It was Microsoft's first formal, point-by-point response to the charges filed by the Department of Justice and 20 attorneys general in May. In the months following the filing, Microsoft has engaged in its own public relations counter-response, with opinion pieces by Bill Gates in The Wall Street Journal and homespun commentary on its own Web site.
Microsoft said it will issue a complete statement of its position by 10 August. In a summary, the biggest announcement was a countersuit against the government bodies that alleges the suits undermine the company's intellectual property rights under federal law.
Microsoft claims it planned to combine its Internet Explorer browser with the Windows operating system long before rival Netscape existed. The government has charged that the tie-in between the two components was part of a wide-ranging, deliberate attack on Netscape.
Microsoft did not attempt to "illegally divide the browser market," with Netscape, the statement also said. Instead, representatives of Microsoft met with Netscape twice in 1995 "in order to explore ways in which the two companies could work together to improve their respective products."
Microsoft rejected government claims that Internet service providers and Internet contract providers were forced to exclusively distribute Microsoft software as the result of exclusionary contracts. The "agreements between Microsoft and ISPs have never included an exclusivity provision regarding distribution of software providing Web-browsing functionality," the statement read.

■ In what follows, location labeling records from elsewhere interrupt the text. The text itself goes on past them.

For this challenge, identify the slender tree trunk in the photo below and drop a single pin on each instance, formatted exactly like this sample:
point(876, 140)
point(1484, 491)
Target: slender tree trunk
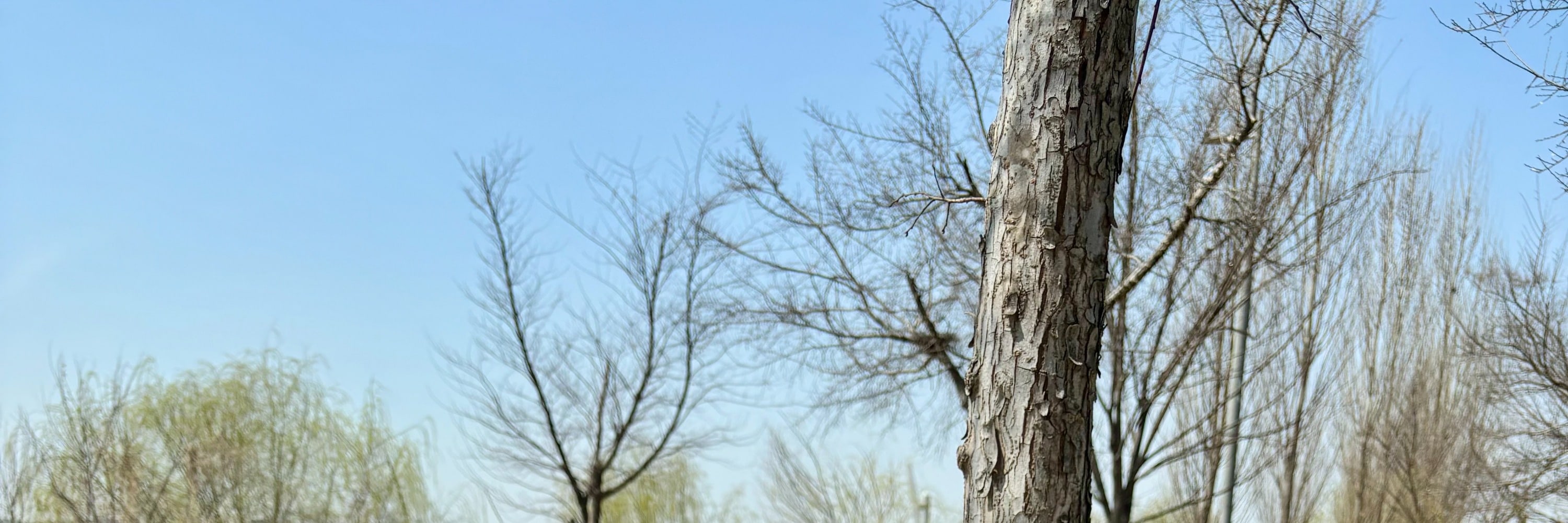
point(1059, 134)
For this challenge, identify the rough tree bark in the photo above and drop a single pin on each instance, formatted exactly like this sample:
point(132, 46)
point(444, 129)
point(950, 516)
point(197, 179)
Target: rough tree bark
point(1067, 95)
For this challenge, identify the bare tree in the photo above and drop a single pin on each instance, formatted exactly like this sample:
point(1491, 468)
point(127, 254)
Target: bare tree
point(21, 469)
point(1415, 434)
point(579, 414)
point(1067, 99)
point(1493, 29)
point(866, 277)
point(1521, 346)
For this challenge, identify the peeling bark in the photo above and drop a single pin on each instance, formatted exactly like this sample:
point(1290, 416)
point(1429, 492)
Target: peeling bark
point(1059, 135)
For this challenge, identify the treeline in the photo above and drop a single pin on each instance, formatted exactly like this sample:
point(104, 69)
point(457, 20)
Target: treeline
point(1307, 318)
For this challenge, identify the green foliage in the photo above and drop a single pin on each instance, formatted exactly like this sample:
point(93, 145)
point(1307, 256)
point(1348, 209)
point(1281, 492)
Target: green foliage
point(673, 492)
point(805, 487)
point(258, 439)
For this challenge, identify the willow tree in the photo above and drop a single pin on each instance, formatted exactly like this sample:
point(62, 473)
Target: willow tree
point(1067, 98)
point(256, 439)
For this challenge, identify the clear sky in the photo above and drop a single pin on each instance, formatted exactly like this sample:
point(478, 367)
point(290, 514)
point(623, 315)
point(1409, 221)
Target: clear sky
point(182, 179)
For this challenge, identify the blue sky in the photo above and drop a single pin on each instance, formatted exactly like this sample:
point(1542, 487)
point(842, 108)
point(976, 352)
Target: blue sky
point(184, 179)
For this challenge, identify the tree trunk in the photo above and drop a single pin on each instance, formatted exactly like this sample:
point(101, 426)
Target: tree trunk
point(1059, 134)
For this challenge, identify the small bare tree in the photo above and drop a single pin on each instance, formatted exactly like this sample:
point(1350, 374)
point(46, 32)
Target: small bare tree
point(21, 469)
point(1493, 26)
point(579, 414)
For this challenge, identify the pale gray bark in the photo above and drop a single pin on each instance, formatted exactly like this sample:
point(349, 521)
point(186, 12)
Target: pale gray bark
point(1059, 135)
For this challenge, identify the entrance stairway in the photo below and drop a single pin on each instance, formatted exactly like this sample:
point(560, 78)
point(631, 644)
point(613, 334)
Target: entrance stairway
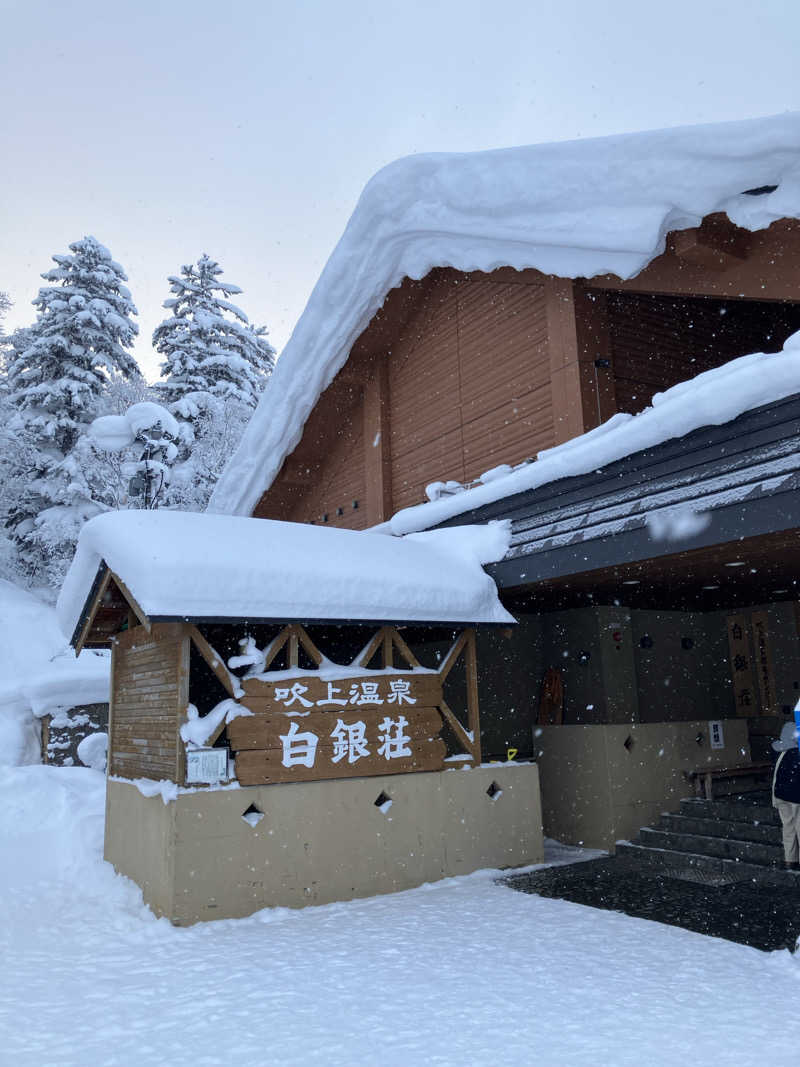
point(715, 868)
point(714, 842)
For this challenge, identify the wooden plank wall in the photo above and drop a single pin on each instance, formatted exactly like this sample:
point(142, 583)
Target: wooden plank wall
point(148, 701)
point(657, 341)
point(339, 482)
point(466, 386)
point(472, 388)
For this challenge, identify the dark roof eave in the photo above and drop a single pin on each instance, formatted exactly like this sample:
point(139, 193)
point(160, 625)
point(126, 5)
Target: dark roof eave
point(283, 621)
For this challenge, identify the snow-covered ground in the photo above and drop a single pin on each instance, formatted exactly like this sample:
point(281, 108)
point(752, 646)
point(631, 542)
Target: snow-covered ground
point(40, 673)
point(462, 972)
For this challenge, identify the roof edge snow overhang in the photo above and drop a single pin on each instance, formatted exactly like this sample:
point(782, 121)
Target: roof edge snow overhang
point(774, 512)
point(82, 633)
point(398, 231)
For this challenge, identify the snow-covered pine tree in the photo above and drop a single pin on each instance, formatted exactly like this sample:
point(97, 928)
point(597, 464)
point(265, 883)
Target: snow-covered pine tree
point(58, 370)
point(211, 352)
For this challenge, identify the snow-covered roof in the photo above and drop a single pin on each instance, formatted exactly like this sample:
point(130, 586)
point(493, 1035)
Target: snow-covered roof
point(576, 209)
point(38, 671)
point(186, 566)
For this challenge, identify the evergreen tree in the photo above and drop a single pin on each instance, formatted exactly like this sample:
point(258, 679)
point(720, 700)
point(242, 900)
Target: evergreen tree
point(211, 353)
point(58, 371)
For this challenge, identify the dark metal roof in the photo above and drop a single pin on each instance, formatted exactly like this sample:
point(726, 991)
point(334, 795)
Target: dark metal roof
point(744, 477)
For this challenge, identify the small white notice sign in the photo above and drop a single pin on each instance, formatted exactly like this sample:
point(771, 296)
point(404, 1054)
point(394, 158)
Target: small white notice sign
point(206, 764)
point(715, 732)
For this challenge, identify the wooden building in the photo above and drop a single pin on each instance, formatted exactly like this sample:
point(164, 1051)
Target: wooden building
point(484, 366)
point(294, 712)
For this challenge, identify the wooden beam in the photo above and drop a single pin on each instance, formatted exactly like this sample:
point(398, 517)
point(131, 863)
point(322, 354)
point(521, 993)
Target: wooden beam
point(275, 646)
point(216, 662)
point(308, 645)
point(377, 445)
point(572, 371)
point(293, 648)
point(458, 729)
point(404, 650)
point(369, 650)
point(182, 668)
point(452, 655)
point(104, 584)
point(388, 658)
point(470, 665)
point(132, 602)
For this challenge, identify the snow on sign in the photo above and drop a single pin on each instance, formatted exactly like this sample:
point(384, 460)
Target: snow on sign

"There is nothing too surprising about today's formal statement," said Joe Sims, an antitrust lawyer with Jones, Davis, Reague, & Pogue in Washington, DC, "Of course Microsoft is going to say, 'We are innocent.'
"What is interesting is the countersuit against the states' attorneys general. Basically, the argument is that none of the state law claims are relevant here because they're preempted by the federal copyright laws," he said. "If this can be proven to be true, it will knock out the claim of the states' antitrust lawsuits," Sims said.
The Justice Department’s only reply Tuesday was that Microsoft’s response contained "numerous misstatements and mischaracterizations. We remain confident in our case and expect to prevail in our trial beginning in September."